1 一文一文をきちんと読む
少し前から、国語を教えている先生に日本語のバイエルの個別指導をさせていただいております。一文一文をきちんと読んで、主体と述部、焦点、前提(TPO)の確認をしています。これぞという本なら、こういう読み方が勉強になります。
一文一文を確認していくことは、ともすると単調な作業のように映ります。本当にそんなことをやる気があるのか、しばらくやり取りしながら、様子を見ていましたが、どうやら本気です。普通に本を読むなら、こんな読み方はしません[効果的な本の読み方]。
一文一文を丁寧に読むことが、本の読み方、文章の読み方の基礎になります。ただ、それに賛成する方がいても、実際におやりになる人は少数です。いまや贅沢きわまりない本がたくさん手に入ります。それらが読めるなら、独学が可能になります。
ピーター・ドラッカーは、ほとんど大学に行かずに、図書館に通って勉強したそうです。ドラッカーの場合、お父様のまわりにたくさんの教養人が集まってきていましたから、恵まれた環境の中で育っています。早い時期に、独学で十分になったのでしょう。

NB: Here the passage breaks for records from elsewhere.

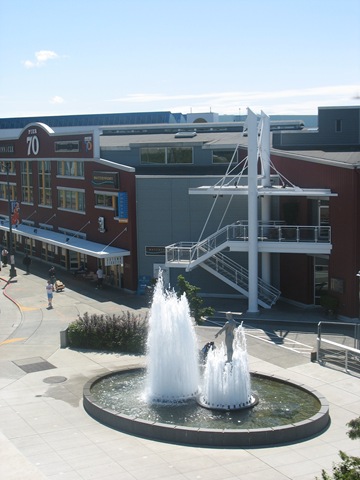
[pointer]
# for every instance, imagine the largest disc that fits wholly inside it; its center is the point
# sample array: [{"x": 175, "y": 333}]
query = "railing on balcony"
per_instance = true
[{"x": 183, "y": 252}]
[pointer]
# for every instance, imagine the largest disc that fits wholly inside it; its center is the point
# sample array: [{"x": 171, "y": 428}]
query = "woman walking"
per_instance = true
[{"x": 50, "y": 293}]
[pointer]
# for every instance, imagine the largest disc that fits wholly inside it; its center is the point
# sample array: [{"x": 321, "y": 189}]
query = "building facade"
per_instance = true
[
  {"x": 59, "y": 201},
  {"x": 152, "y": 186}
]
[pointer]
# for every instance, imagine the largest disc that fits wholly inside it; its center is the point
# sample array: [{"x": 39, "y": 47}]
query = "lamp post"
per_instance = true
[{"x": 12, "y": 274}]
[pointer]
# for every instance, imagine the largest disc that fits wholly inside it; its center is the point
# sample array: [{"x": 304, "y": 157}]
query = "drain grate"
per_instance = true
[
  {"x": 51, "y": 380},
  {"x": 35, "y": 364}
]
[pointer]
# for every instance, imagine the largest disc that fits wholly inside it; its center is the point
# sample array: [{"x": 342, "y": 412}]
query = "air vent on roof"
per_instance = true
[{"x": 185, "y": 134}]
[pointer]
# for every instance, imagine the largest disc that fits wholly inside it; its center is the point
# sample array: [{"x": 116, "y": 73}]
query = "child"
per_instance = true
[{"x": 49, "y": 291}]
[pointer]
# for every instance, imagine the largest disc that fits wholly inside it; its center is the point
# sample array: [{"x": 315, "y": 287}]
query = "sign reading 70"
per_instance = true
[{"x": 32, "y": 142}]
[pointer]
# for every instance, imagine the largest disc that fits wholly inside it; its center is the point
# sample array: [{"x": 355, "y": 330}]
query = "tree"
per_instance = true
[{"x": 195, "y": 302}]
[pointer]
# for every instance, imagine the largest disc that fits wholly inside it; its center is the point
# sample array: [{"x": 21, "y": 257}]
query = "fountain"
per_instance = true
[
  {"x": 166, "y": 400},
  {"x": 173, "y": 374},
  {"x": 227, "y": 384}
]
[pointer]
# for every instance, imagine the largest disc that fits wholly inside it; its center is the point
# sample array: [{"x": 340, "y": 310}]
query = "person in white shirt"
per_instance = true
[{"x": 100, "y": 276}]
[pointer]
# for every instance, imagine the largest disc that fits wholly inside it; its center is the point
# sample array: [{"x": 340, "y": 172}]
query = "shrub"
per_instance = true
[
  {"x": 126, "y": 332},
  {"x": 195, "y": 302}
]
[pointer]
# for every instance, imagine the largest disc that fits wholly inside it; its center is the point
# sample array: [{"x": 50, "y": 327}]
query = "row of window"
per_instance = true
[{"x": 180, "y": 155}]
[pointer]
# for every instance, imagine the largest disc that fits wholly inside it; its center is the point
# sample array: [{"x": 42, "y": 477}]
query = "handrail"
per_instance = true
[
  {"x": 239, "y": 231},
  {"x": 324, "y": 355}
]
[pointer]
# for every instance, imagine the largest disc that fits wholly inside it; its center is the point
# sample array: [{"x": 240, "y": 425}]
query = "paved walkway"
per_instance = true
[{"x": 46, "y": 434}]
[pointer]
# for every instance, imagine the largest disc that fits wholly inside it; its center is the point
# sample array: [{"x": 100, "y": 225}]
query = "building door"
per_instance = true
[{"x": 321, "y": 277}]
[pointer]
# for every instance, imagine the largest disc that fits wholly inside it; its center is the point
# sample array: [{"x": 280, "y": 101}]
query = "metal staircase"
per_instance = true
[
  {"x": 207, "y": 254},
  {"x": 272, "y": 237}
]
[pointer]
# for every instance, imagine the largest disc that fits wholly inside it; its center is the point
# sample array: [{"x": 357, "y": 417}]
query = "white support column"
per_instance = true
[
  {"x": 265, "y": 201},
  {"x": 252, "y": 212}
]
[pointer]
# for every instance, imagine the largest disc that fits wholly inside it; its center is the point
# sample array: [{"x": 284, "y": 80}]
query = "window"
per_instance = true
[
  {"x": 105, "y": 200},
  {"x": 166, "y": 155},
  {"x": 179, "y": 155},
  {"x": 44, "y": 174},
  {"x": 224, "y": 156},
  {"x": 27, "y": 189},
  {"x": 153, "y": 155},
  {"x": 71, "y": 200},
  {"x": 69, "y": 168},
  {"x": 3, "y": 191}
]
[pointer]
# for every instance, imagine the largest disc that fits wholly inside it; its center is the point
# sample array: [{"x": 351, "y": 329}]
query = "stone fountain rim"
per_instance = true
[{"x": 208, "y": 437}]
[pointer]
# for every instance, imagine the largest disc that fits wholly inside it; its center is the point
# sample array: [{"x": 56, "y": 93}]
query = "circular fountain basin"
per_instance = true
[{"x": 286, "y": 413}]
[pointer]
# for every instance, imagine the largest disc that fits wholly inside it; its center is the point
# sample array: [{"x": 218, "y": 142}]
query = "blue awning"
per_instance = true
[{"x": 69, "y": 242}]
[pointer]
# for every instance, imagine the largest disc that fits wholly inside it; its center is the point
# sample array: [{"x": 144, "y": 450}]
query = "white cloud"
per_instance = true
[
  {"x": 290, "y": 101},
  {"x": 41, "y": 58},
  {"x": 57, "y": 100}
]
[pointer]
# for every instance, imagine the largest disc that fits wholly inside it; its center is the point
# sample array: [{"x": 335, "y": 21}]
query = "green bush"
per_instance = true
[
  {"x": 126, "y": 332},
  {"x": 195, "y": 302}
]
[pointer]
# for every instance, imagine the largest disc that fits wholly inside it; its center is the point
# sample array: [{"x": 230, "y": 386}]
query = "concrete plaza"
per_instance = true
[{"x": 46, "y": 434}]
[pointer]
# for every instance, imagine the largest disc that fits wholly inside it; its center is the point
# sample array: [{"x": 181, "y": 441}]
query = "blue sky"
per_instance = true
[{"x": 61, "y": 57}]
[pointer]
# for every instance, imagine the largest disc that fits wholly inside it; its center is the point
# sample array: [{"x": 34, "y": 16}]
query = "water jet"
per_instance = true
[{"x": 165, "y": 401}]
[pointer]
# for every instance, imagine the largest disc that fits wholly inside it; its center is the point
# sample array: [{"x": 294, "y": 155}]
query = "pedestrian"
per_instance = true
[
  {"x": 50, "y": 292},
  {"x": 52, "y": 275},
  {"x": 4, "y": 255},
  {"x": 27, "y": 263},
  {"x": 228, "y": 328},
  {"x": 100, "y": 277}
]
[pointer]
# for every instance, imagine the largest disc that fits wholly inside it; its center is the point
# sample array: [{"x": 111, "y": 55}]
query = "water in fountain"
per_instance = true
[
  {"x": 227, "y": 385},
  {"x": 172, "y": 363}
]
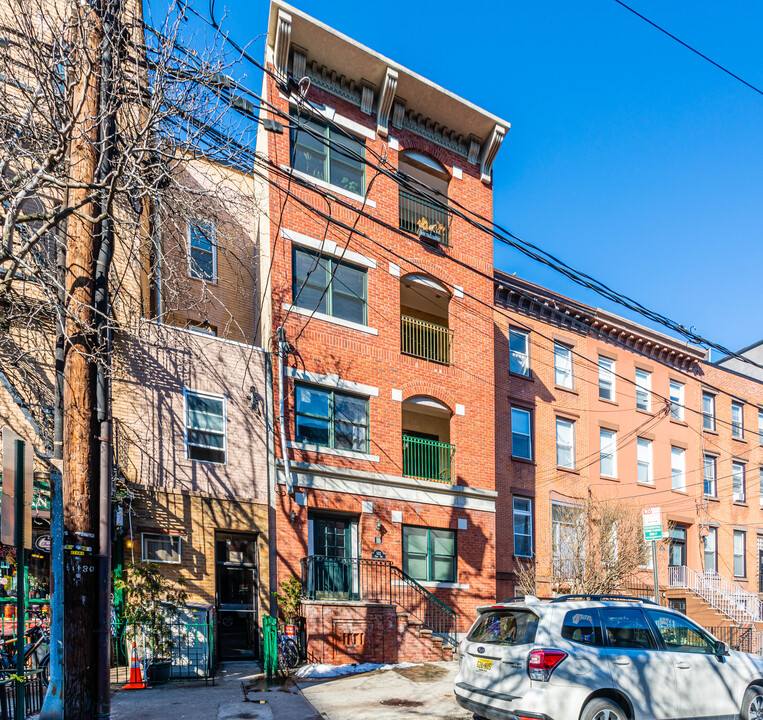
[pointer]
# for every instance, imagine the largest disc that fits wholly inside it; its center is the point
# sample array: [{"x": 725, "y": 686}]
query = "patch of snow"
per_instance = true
[{"x": 321, "y": 670}]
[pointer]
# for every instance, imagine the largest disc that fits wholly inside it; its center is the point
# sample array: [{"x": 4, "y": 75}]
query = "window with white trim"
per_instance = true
[
  {"x": 202, "y": 250},
  {"x": 521, "y": 433},
  {"x": 709, "y": 475},
  {"x": 523, "y": 527},
  {"x": 606, "y": 378},
  {"x": 644, "y": 460},
  {"x": 740, "y": 545},
  {"x": 676, "y": 400},
  {"x": 608, "y": 452},
  {"x": 737, "y": 420},
  {"x": 161, "y": 548},
  {"x": 678, "y": 468},
  {"x": 565, "y": 443},
  {"x": 708, "y": 411},
  {"x": 205, "y": 427},
  {"x": 563, "y": 365},
  {"x": 643, "y": 390},
  {"x": 738, "y": 482},
  {"x": 519, "y": 352}
]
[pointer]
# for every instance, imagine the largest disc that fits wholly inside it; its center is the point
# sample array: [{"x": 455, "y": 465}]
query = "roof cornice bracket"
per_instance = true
[{"x": 385, "y": 101}]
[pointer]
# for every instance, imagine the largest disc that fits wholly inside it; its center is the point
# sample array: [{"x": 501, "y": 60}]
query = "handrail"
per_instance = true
[
  {"x": 428, "y": 459},
  {"x": 368, "y": 580},
  {"x": 426, "y": 340},
  {"x": 719, "y": 592}
]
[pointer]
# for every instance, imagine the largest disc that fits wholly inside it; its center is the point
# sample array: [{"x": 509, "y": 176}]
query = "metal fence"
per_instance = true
[
  {"x": 186, "y": 643},
  {"x": 34, "y": 693},
  {"x": 425, "y": 340}
]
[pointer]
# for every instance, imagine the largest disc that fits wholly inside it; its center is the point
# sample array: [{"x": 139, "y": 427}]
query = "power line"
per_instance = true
[{"x": 690, "y": 48}]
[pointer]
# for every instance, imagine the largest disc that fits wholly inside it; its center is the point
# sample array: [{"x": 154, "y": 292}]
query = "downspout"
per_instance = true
[{"x": 283, "y": 349}]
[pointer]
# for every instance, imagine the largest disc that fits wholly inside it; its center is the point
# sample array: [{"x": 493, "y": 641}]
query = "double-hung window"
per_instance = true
[
  {"x": 608, "y": 452},
  {"x": 332, "y": 419},
  {"x": 565, "y": 443},
  {"x": 328, "y": 286},
  {"x": 709, "y": 475},
  {"x": 202, "y": 250},
  {"x": 205, "y": 427},
  {"x": 737, "y": 420},
  {"x": 519, "y": 352},
  {"x": 643, "y": 390},
  {"x": 429, "y": 555},
  {"x": 644, "y": 459},
  {"x": 738, "y": 482},
  {"x": 678, "y": 468},
  {"x": 328, "y": 155},
  {"x": 606, "y": 378},
  {"x": 161, "y": 548},
  {"x": 521, "y": 433},
  {"x": 708, "y": 411},
  {"x": 676, "y": 400},
  {"x": 523, "y": 527},
  {"x": 563, "y": 366},
  {"x": 740, "y": 542}
]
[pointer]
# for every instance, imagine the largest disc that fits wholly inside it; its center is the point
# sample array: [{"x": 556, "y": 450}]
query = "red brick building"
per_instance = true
[
  {"x": 384, "y": 298},
  {"x": 591, "y": 404}
]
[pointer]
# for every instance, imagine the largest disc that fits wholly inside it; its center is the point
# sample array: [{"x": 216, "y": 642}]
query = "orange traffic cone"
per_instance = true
[{"x": 136, "y": 674}]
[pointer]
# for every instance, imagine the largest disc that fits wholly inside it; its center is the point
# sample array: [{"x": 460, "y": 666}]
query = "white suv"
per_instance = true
[{"x": 601, "y": 658}]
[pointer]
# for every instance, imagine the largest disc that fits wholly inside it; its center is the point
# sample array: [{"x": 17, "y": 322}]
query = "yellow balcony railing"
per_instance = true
[{"x": 425, "y": 340}]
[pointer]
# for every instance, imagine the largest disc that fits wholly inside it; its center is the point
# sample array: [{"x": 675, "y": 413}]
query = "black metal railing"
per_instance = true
[
  {"x": 367, "y": 580},
  {"x": 419, "y": 214},
  {"x": 34, "y": 693}
]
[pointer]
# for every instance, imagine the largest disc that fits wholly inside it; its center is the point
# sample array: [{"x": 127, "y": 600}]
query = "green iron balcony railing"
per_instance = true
[
  {"x": 422, "y": 216},
  {"x": 428, "y": 459},
  {"x": 425, "y": 340}
]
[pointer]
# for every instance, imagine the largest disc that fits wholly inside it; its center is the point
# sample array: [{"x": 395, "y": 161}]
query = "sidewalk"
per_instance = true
[
  {"x": 222, "y": 701},
  {"x": 421, "y": 692}
]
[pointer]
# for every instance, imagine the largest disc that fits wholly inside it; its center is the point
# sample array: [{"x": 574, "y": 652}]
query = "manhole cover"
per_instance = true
[{"x": 399, "y": 702}]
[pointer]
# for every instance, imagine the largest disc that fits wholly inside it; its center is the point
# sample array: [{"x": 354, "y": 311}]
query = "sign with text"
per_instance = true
[
  {"x": 18, "y": 460},
  {"x": 652, "y": 518}
]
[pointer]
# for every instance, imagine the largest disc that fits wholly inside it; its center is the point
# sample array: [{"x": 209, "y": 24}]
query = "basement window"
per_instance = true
[{"x": 161, "y": 548}]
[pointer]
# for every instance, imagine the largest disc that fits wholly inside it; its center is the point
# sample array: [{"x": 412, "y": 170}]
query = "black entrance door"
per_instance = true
[
  {"x": 333, "y": 562},
  {"x": 237, "y": 586}
]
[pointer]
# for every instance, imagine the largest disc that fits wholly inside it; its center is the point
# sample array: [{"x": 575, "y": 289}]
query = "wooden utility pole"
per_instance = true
[{"x": 80, "y": 478}]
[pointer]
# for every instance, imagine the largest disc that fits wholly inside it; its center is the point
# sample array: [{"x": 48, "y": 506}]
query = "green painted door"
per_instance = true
[{"x": 332, "y": 547}]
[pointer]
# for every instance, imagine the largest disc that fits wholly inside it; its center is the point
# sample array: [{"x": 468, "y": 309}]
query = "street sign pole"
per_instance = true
[{"x": 656, "y": 576}]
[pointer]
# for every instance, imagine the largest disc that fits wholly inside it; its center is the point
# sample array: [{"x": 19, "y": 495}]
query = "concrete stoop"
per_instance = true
[{"x": 417, "y": 644}]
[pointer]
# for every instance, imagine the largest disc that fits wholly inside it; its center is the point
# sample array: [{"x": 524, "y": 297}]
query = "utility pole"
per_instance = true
[{"x": 80, "y": 481}]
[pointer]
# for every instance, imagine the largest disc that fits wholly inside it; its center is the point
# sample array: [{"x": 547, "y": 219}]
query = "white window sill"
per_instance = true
[
  {"x": 328, "y": 186},
  {"x": 430, "y": 584},
  {"x": 332, "y": 451},
  {"x": 330, "y": 318}
]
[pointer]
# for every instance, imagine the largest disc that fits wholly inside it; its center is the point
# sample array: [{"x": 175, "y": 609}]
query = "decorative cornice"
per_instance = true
[
  {"x": 283, "y": 43},
  {"x": 489, "y": 151},
  {"x": 385, "y": 102}
]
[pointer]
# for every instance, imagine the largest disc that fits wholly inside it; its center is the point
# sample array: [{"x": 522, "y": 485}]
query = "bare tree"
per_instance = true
[{"x": 598, "y": 548}]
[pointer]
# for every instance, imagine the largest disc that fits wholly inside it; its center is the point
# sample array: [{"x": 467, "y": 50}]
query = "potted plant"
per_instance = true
[{"x": 151, "y": 603}]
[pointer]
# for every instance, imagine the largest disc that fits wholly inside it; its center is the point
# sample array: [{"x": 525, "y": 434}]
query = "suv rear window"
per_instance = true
[
  {"x": 505, "y": 627},
  {"x": 583, "y": 626}
]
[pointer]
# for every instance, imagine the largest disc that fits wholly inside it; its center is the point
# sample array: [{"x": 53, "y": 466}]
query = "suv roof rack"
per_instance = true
[{"x": 619, "y": 598}]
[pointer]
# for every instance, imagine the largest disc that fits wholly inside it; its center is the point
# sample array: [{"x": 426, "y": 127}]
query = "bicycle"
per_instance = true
[{"x": 288, "y": 653}]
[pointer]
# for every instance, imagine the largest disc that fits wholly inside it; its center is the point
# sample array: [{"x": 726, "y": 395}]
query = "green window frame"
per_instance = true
[
  {"x": 430, "y": 554},
  {"x": 332, "y": 419},
  {"x": 325, "y": 285},
  {"x": 324, "y": 157}
]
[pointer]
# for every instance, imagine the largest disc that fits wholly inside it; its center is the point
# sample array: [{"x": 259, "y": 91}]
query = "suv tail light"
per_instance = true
[{"x": 541, "y": 663}]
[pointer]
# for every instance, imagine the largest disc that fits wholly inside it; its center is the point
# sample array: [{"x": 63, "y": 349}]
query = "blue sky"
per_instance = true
[{"x": 629, "y": 157}]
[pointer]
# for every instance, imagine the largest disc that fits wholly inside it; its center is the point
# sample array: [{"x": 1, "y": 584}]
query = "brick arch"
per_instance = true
[
  {"x": 416, "y": 143},
  {"x": 423, "y": 387}
]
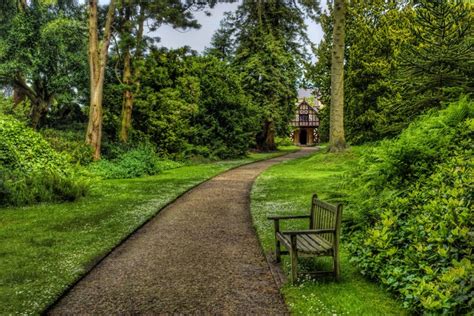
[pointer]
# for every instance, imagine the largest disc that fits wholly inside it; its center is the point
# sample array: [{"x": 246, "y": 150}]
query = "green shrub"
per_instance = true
[
  {"x": 70, "y": 143},
  {"x": 30, "y": 170},
  {"x": 283, "y": 141},
  {"x": 412, "y": 214},
  {"x": 134, "y": 163}
]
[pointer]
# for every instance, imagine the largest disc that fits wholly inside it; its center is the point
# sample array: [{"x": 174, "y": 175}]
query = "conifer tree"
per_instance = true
[{"x": 437, "y": 66}]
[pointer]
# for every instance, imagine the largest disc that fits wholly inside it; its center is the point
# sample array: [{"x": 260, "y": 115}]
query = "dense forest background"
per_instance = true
[{"x": 408, "y": 96}]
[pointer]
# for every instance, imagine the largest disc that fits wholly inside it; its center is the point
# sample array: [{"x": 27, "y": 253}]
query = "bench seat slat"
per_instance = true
[{"x": 307, "y": 243}]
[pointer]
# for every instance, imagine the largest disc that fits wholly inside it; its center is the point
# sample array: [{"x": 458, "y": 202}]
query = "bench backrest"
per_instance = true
[{"x": 326, "y": 216}]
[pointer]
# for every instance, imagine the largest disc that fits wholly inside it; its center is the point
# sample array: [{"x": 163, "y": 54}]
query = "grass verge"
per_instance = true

ドラッカーの作品の翻訳者である上田惇生は、ドラッカーの著作を丁寧に読んで、不明なところをドラッカーに確認しながら翻訳しています。自分以上に著作を理解しているとドラッカーから言われる存在になりました。
こうしたスタイルの原点になったのが、『マネジメント』を丁寧に読んだ経験だろうと思います。読んで気づいた疑問点をドラッカーに伝え、ドラッカーもその読みを認めた結果、『抄訳マネジメント』(現在、エッセンシャル版)が生まれたとのこと。
読み間違いを減らそうとしたら、一文一文を丁寧に読んでいくしかないと思います。翻訳をするように、丁寧に読んでいこうとすると、手間がかかります。こういう手間のかかることをすることが、逆に時間短縮になるのです。
2 本の選択:神は細部に宿る
一文一文を読んでいくと、読みのレベルが変わってきます。安定した読みを基礎にしたならば、著者の言うところを正しく受け止められるだろうと思います。著者の言うことが、自分にとってどれだけの価値があるものか、判断できるはずです。
私たちは、いきなり全文を読むことはできません。どこかの箇所から読み出すしかありません。そのいくつかの部分を読むことによって、その本全体が、どのくらいのレベルなのか予測がつきます。あえて読む必要のある本かどうか、判断できるようになります。
私たちは、全ての本を読むことはできませんし、全部読む必要はありません。自分にとって必要な本を読むしかありません。時間は限られていますから、選択が大切です。読みの基礎訓練をしておくと、読むべき本の選択が容易になります。
「神は細部に宿る」と言います。ささやかな文の中に、大きなヒントが隠されていることはしばしばあります。それを読み取ることが重要になってきます。いつでも読み取れればよいのですが、読み落しがおきます。丁寧に一文一文読むのはそのためです。
だいたい全体の1割、あるいは短い本なら、5ページから10ページ読めば、その本のレベルがある程度わかります。よいと思ったら、その先まで読み進めていき、その先で、さよならになることもあります。
3 本物に出会う
もし速読をしたい方がいらっしゃったら、丁寧に一文一文を読む訓練をなさるべきでしょう。一文一文読むことによって、理解が速くなります。速い理解がなかったら、速読はできません。「速読」と呼ばれるものが、ただの暴走であったなら意味がありません。
一文一文を確実に読んでいくことは、その本が本物かどうかを判断するのに有効な方法です。本という形式で、文字に固定化された思考が提供されていますから、読者はそれを、自分のリズムで、緩急をつけて読んでいくことができます。
著者は、一文一文の主体がどうなっている、述部がどうなっているという風に考えて書いてはいないでしょう。したがって、文の意味をきっちり分析しながら、読み進めていくことは、読者の特権でもあります。それがときどき、あっと思う発見につながります。
小さな発見に過ぎなくても、自分にとっては大切な発見になります。一番大切なことは、こうやって一文ごとに読んでいくと、対象となる本が、本物かどうかわかってくるということです。世の中の評価とは別に、自分なりの評価が出てきます。
本物を探り当てて、それを丁寧に一文一文読んでいったなら、そこから大きく変わってくるのではないでしょうか。上田惇生の『マネジメント』との格闘は、『抄訳マネジメント』を生み、それ以降、ドラッカーの翻訳のほとんどを、上田惇生が行っています。
本物をきちんと読むことが、実力につながるようです。ダイヤモンド職人が、ダイヤモンドの鑑定ができるようになるために、本物のダイヤモンドを見続けるのと同じ原理だろうと思います。